Pediatric: Pharmacokinetic measurements in 7 pediatric patients receiving intravenous idarubicin hydrochloride in doses ranging from 15 to 40 mg/m2/3 day course of treatment, showed a median idarubicin half-life of 8.5 hours (range: 3.6 - 26.4 hours). The active metabolite, idarubicinol, accumulated during the 3 day therapy, exhibiting a median half-life of 43.7 hours (range: 27.8-131 hours).
Toxicology: Preclinical safety data: Idarubicin hydrochloride was genotoxic in most of the in vitro or in vivo tests performed. Intravenous idarubicin hydrochloride was carcinogenic, toxic to the reproductive organs, and embryotoxic and teratogenic in rats. No noteworthy effects on the mothers or offspring were seen in rats given intravenous idarubicin hydrochloride during the peri- and post-natal periods up to the dose of 0.2 mg/kg/day. It is not known whether the compound is excreted in breast milk. Intravenous idarubicin hydrochloride, like other anthracyclines and cytotoxic drugs, was carcinogenic in rats. A local safety study in dogs showed that extravasation of the drug causes tissue necrosis.
The LD50 (mean values) of intravenous idarubicin hydrochloride was 4.4 mg/kg for mice, 2.9 mg/kg for rats and about 1.0 mg/kg for dogs. The main targets after a single dose were the hemolymphopoietic system and, especially in dogs, the gastrointestinal tract.
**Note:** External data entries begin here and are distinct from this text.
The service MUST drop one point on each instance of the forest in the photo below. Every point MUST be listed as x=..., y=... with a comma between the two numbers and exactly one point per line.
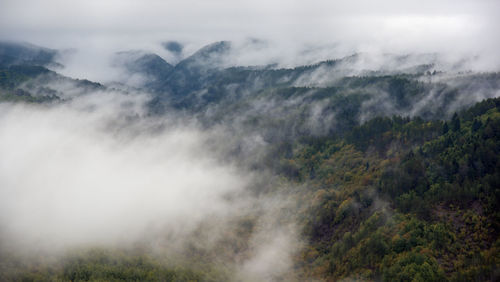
x=391, y=176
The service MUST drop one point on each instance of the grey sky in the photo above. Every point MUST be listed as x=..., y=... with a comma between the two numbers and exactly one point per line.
x=459, y=27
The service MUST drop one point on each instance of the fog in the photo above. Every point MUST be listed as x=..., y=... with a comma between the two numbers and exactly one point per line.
x=98, y=171
x=295, y=32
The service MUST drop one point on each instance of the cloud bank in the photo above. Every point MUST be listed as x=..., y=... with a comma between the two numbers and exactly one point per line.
x=300, y=32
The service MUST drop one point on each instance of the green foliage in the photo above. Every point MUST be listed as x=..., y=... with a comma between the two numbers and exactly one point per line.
x=397, y=199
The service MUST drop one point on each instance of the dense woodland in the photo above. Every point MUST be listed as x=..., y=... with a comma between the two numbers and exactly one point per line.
x=384, y=196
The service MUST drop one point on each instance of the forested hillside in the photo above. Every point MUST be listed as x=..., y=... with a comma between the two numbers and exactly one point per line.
x=384, y=175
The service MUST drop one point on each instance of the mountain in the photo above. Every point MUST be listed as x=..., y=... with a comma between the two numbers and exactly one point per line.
x=392, y=163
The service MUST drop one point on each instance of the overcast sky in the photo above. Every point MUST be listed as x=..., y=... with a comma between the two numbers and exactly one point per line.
x=448, y=26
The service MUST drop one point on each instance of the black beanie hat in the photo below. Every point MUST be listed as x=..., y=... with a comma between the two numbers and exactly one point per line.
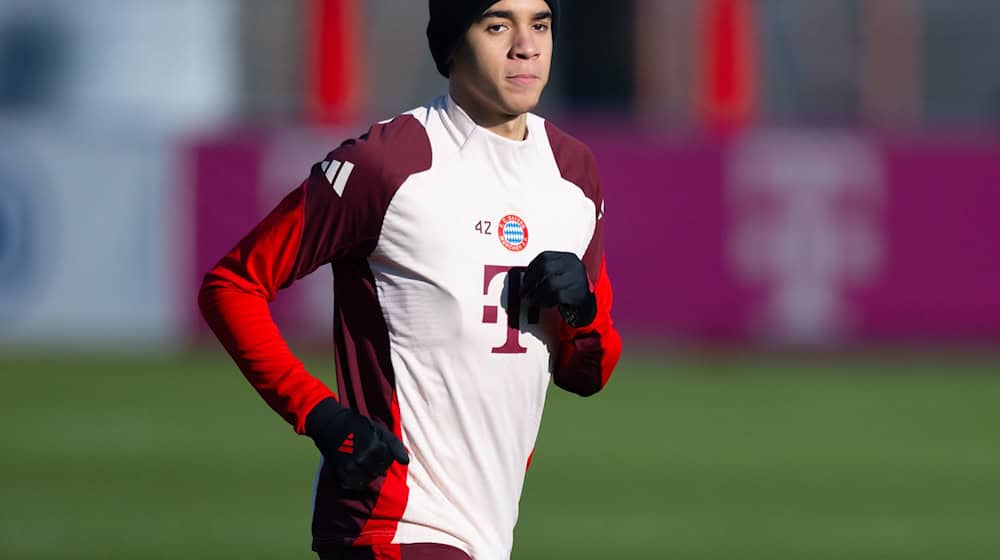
x=450, y=19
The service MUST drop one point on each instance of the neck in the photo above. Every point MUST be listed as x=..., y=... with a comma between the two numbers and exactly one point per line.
x=512, y=127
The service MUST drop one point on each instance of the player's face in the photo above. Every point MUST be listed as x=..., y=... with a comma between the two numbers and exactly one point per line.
x=503, y=63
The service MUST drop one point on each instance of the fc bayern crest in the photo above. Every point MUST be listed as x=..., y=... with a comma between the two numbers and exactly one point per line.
x=513, y=233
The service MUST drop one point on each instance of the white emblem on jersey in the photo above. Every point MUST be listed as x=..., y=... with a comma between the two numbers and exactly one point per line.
x=337, y=174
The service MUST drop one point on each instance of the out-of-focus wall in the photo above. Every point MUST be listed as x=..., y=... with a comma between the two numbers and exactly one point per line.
x=95, y=99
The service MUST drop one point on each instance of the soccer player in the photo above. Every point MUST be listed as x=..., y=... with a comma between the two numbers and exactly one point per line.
x=465, y=241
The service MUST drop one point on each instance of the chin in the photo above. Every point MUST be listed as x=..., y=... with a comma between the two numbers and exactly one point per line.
x=516, y=104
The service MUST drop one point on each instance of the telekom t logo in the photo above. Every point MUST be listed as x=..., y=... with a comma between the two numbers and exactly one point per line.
x=512, y=344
The toxic effects after repeated administration of intravenous idarubicin hydrochloride were investigated in rats and dogs. The main targets of intravenous idarubicin hydrochloride in the above animal species were the hemolymphopoietic system, gastrointestinal tract, kidney, liver, and male and female reproductive organs.
Concerning the heart, subacute and cardiotoxicity studies indicated that intravenous idarubicin hydrochloride was slightly to moderately cardiotoxic only at lethal doses while doxorubicin and daunorubicin produced clear myocardial damage at non-lethal doses.